Interview With Novelist Emylia Hall

Emylia Hall is the author of three novels including Richard and Judy Book Club pick in 2012. Her new novel, The Sea Between Us, is a story of boy meets girl amidst a Cornish landscape full of surf, art and love.

Emylia Hall is the author of three novels including The Book of Summers, a Richard and Judy Book Club pick in 2012. Her new novel, The Sea Between Us, is a story of boy meets girl amidst a Cornish landscape full of surf, art and love.

The book is set in Cornwall and there's a very strong, evocative sense of place: how important was that setting to the themes of the novel?

I wanted to write a love story set in a remote place, where the distant horizon would prove both a temptation and a potential threat to happiness. The story grew from a single image - that of a boy and a girl sitting on a granite rock, high up on a Cornish cliff-top. I liked the idea of two people from different worlds colliding - the local and the incomer - and whatever their attraction, however strong a bond they forge, they each have very real reasons to stay or to go. There's a conflict between the heart's desire for freedom and attachment - and I guess we go through our whole lives trying to balance that.

There are some very raw, honest depictions of motherhood in the story. I know you became a parent yourself during the course of writing the novel. How much did that affect the writing of the book?

Believe it or not I was in the midst of labour, high on gas and air, and I found myself thinking 'yep, I need to seriously rewrite some stuff'. The descriptions I had of birth and early motherhood simply didn't touch the sides. By the time my son was three months old I was back working on my novel, and being able to write from a position of such fresh personal experience felt both cathartic and a privilege.

The sea plays a very important role in the novel, and there's a sense in which Robyn and Jago's relationship ebbs and flows like the tide. Was there a strong sense when writing the novel that you wanted to create that synergy between people's relationships and nature?

Absolutely. We can study tide timetables, and affect to understand the way the sea works, but there is still so much mystery within its waters, so much potential for us to encounter both darkness and joy. Whenever you go to the coast you always notice people just... wave watching. It's mesmeric, its influence both calming and stirring. For Jago, the local boy, the sea is his back garden, and the events of his life have played out against it. When Robyn finds herself in Merrin she tries to find a way to feel at home in an alien landscape, and for her that's through learning to surf.

There's a song in the novel which I believe is actually a song your Dad wrote? How did it find its way into the novel?

One day as I was working a chorus dropped into my head - I'm always with you, wherever you travel, close to home, or in a distant place - it was from a song my dad wrote years ago.
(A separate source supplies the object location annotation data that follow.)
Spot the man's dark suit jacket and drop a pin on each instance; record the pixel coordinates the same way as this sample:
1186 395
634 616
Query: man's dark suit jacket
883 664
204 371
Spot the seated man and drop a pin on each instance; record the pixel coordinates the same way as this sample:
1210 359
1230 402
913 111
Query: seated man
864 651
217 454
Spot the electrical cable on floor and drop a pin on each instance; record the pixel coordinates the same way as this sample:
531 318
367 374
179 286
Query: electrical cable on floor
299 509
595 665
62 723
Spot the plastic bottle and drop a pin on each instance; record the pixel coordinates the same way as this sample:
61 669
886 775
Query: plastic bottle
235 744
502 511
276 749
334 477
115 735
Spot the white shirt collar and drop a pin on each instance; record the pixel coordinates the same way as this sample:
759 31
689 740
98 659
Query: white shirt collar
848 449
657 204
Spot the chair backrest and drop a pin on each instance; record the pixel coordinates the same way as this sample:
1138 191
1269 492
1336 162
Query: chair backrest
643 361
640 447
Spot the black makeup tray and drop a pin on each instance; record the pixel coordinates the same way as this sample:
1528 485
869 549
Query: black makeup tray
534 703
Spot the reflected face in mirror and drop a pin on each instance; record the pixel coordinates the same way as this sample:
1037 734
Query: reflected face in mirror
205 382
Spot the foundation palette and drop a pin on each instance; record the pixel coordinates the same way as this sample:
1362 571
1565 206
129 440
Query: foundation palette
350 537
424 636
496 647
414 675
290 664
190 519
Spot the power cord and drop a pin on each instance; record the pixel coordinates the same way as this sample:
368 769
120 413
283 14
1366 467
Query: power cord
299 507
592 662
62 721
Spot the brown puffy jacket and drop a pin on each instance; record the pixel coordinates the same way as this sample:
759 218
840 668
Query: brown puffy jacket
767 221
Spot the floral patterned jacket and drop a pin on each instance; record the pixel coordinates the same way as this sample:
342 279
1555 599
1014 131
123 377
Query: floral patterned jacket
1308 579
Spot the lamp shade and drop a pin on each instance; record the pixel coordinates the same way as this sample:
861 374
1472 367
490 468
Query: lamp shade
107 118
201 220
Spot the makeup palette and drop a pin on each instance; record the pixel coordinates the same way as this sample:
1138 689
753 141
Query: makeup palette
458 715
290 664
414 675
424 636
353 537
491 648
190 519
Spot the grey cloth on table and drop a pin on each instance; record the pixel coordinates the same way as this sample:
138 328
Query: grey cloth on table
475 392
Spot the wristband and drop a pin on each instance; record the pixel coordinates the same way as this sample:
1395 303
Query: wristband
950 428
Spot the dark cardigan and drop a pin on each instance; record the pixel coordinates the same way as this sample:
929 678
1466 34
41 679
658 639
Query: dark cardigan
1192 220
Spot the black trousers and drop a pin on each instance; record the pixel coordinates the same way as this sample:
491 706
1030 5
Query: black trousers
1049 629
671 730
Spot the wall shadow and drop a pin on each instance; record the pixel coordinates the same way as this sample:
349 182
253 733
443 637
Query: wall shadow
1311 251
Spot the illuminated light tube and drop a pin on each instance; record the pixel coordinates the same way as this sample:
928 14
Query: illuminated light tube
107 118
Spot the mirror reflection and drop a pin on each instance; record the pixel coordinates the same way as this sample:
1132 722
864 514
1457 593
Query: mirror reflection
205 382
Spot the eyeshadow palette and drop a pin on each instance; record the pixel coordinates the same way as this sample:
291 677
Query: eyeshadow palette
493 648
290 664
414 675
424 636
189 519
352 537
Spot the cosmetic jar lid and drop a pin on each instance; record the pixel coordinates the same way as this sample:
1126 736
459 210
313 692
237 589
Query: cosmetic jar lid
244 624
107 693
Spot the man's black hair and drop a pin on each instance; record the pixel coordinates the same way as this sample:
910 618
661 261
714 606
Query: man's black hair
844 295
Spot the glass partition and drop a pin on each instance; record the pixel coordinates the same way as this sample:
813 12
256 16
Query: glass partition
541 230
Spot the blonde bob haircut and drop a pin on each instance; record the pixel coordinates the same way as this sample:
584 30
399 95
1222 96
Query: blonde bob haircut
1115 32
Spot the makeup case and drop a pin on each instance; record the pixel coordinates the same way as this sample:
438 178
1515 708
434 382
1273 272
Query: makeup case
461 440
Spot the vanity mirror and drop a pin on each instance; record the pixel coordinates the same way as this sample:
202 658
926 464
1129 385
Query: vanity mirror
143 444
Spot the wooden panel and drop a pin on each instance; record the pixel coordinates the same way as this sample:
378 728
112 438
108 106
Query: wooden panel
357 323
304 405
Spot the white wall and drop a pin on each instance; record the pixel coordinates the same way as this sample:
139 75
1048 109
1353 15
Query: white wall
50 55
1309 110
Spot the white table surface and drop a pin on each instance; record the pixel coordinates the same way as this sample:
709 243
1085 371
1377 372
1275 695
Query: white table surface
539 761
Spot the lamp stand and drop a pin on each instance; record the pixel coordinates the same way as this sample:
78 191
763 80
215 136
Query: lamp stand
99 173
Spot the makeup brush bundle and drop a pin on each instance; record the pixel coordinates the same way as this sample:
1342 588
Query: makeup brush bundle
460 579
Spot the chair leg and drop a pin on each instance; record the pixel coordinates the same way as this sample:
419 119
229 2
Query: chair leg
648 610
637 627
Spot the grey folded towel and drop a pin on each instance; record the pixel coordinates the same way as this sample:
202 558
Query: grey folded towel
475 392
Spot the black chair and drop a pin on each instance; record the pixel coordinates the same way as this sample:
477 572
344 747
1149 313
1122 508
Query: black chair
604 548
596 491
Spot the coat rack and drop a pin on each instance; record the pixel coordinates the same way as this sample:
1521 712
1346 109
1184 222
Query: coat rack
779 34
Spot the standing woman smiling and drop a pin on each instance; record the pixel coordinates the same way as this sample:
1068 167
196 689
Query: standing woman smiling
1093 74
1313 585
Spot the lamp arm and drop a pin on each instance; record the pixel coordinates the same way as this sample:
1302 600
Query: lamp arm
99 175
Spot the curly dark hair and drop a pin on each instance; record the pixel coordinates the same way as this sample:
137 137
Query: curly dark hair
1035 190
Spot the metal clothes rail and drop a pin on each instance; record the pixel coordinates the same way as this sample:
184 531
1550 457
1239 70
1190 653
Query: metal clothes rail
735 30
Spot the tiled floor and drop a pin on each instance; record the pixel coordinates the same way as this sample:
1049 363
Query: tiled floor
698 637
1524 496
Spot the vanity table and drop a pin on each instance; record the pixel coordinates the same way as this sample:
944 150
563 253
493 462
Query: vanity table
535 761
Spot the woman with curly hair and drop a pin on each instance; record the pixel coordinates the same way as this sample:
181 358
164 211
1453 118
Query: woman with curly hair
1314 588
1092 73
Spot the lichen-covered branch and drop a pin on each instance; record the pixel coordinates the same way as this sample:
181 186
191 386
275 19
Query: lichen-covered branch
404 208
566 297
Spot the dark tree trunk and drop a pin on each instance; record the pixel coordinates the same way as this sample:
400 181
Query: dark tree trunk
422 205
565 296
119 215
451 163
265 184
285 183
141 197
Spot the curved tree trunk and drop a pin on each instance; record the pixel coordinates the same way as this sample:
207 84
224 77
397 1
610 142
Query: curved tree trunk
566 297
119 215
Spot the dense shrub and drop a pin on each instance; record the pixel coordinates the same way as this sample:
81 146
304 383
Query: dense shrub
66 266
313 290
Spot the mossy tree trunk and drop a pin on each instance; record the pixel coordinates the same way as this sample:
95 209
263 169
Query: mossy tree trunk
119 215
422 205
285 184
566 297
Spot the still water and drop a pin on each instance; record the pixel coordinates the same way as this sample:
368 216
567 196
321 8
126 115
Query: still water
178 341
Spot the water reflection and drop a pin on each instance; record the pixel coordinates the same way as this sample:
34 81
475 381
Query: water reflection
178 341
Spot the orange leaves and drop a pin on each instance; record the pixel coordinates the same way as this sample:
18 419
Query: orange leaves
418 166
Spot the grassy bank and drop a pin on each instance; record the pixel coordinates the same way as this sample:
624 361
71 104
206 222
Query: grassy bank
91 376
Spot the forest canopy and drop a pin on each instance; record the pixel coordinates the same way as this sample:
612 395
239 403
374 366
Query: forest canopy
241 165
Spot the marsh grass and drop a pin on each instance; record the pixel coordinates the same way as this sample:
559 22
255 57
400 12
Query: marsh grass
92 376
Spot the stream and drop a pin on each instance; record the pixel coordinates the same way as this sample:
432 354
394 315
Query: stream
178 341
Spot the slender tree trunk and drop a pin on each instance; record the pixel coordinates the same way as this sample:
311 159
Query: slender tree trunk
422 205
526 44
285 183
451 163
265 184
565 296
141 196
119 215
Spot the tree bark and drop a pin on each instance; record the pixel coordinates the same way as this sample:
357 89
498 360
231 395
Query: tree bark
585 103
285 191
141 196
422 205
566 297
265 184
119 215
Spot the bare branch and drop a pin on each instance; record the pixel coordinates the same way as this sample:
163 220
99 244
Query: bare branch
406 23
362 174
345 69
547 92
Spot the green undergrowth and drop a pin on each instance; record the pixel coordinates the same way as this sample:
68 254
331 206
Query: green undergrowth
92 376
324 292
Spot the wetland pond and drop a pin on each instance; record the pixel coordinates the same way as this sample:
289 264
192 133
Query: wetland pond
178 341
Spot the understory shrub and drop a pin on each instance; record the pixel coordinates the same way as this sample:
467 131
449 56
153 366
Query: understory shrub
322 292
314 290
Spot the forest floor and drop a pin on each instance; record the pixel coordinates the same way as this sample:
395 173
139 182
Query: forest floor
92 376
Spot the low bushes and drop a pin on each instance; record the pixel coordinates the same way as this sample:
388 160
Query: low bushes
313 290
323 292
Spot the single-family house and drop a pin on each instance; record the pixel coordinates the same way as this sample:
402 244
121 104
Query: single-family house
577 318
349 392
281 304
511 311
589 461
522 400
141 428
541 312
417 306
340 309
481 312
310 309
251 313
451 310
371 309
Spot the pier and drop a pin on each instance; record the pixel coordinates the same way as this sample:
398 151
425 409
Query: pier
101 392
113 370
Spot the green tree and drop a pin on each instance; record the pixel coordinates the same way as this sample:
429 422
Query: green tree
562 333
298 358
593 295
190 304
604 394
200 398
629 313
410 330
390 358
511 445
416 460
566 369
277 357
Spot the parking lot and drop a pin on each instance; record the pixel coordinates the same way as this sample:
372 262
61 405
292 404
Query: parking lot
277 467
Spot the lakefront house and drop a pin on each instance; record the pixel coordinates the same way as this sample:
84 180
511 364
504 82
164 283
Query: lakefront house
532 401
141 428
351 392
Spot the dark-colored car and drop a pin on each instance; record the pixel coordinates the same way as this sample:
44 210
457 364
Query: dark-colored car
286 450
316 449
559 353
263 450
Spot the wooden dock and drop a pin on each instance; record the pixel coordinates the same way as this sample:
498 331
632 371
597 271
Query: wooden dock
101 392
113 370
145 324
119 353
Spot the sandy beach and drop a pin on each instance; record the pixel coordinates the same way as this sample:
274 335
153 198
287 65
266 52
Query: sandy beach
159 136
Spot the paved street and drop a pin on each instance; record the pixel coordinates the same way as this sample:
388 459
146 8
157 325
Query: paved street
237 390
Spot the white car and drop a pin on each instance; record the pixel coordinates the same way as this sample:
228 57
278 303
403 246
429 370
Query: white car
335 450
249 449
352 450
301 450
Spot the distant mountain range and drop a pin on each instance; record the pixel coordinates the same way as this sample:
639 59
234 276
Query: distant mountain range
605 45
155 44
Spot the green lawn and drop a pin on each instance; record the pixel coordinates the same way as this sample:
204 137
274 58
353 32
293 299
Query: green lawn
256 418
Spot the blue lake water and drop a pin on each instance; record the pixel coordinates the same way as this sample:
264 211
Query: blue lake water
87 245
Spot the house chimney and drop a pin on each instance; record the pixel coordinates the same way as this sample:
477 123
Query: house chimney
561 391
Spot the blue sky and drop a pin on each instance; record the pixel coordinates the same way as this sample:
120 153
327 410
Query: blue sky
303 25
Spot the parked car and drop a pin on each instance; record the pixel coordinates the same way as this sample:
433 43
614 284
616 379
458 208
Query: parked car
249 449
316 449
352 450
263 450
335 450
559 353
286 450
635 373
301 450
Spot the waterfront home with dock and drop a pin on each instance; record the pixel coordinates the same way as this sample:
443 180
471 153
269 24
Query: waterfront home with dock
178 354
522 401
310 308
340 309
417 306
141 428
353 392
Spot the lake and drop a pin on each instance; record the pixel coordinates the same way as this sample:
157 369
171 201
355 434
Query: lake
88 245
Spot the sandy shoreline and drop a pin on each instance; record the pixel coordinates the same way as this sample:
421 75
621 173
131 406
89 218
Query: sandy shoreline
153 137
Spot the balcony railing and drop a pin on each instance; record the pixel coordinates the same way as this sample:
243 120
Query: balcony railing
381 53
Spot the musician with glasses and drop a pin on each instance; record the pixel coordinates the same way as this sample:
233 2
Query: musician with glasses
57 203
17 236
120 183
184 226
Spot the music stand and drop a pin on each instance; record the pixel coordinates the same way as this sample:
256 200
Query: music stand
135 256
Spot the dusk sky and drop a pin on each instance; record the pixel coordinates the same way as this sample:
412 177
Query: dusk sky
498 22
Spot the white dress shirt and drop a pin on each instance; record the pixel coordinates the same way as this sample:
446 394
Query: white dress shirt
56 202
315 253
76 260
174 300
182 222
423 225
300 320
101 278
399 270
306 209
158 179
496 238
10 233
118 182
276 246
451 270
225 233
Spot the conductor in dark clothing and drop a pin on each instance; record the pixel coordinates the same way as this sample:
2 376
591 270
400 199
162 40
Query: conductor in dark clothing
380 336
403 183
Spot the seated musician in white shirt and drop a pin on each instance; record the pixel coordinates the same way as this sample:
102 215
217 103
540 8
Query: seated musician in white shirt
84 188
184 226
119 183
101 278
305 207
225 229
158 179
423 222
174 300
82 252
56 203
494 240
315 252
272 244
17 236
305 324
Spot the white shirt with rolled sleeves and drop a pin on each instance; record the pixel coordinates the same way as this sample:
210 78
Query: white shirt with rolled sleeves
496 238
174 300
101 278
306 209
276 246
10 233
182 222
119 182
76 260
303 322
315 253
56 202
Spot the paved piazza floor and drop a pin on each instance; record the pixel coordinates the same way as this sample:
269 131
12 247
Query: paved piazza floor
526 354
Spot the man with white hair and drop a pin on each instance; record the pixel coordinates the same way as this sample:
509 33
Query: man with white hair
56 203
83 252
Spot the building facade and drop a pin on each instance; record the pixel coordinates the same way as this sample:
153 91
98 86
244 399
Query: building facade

Its emergence felt quite fateful, and I ended up weaving the song into the novel, in fact it plays a part in how the story unfolds. The whole thing snowballed and we ended up recording a new version of it, with my friend Kate Haines lending her beautiful voice, together with her talented brothers, Ed and Jim Wallis of the band My Sad Captains. It's become the soundtrack to my book trailer, and is a song I'll always cherish because it has such personal associations for me.

The Sea Between Us is a love story about people finding and losing and finding one another over the course of many years. Do you think those elements of fate and circumstance are essential ingredients for creating a romantic story?

I think all good love stories need an element of missed chances, and the sense of right place/wrong time, or vice versa. I like the idea that people can be important to us at different times - that they belong to certain places or parts of our experience - and life is richer for that aspect, but when it comes to those we truly love, they transcend time and place, and however much circumstances can get in the way, some people are meant to stay with us.

Your debut novel, The Book of Summers, was a Richard and Judy book club pick, and one of the best selling debuts of 2012. To fans who read The Book of Summers, what can they expect when coming to The Sea Between Us?

If The Book of Summers succeeds in transporting readers to a corner of rural Hungary, then I hope The Sea Between Us does the same when it comes to Cornwall's far west, and that I've managed to evoke its wild beauty. Much like The Book of Summers my new novel also features an artist - several, in fact - there's a woodworker, a musician, and a painter or two. Within its pages you'll also find imperfect but well-meaning families, a sense of longing for distant places, and an occasionally complicated relationship between past and present. Now you mention it, there are several common themes! At its heart though, The Sea Between Us is a love story and, I hope, a thoroughly romantic one.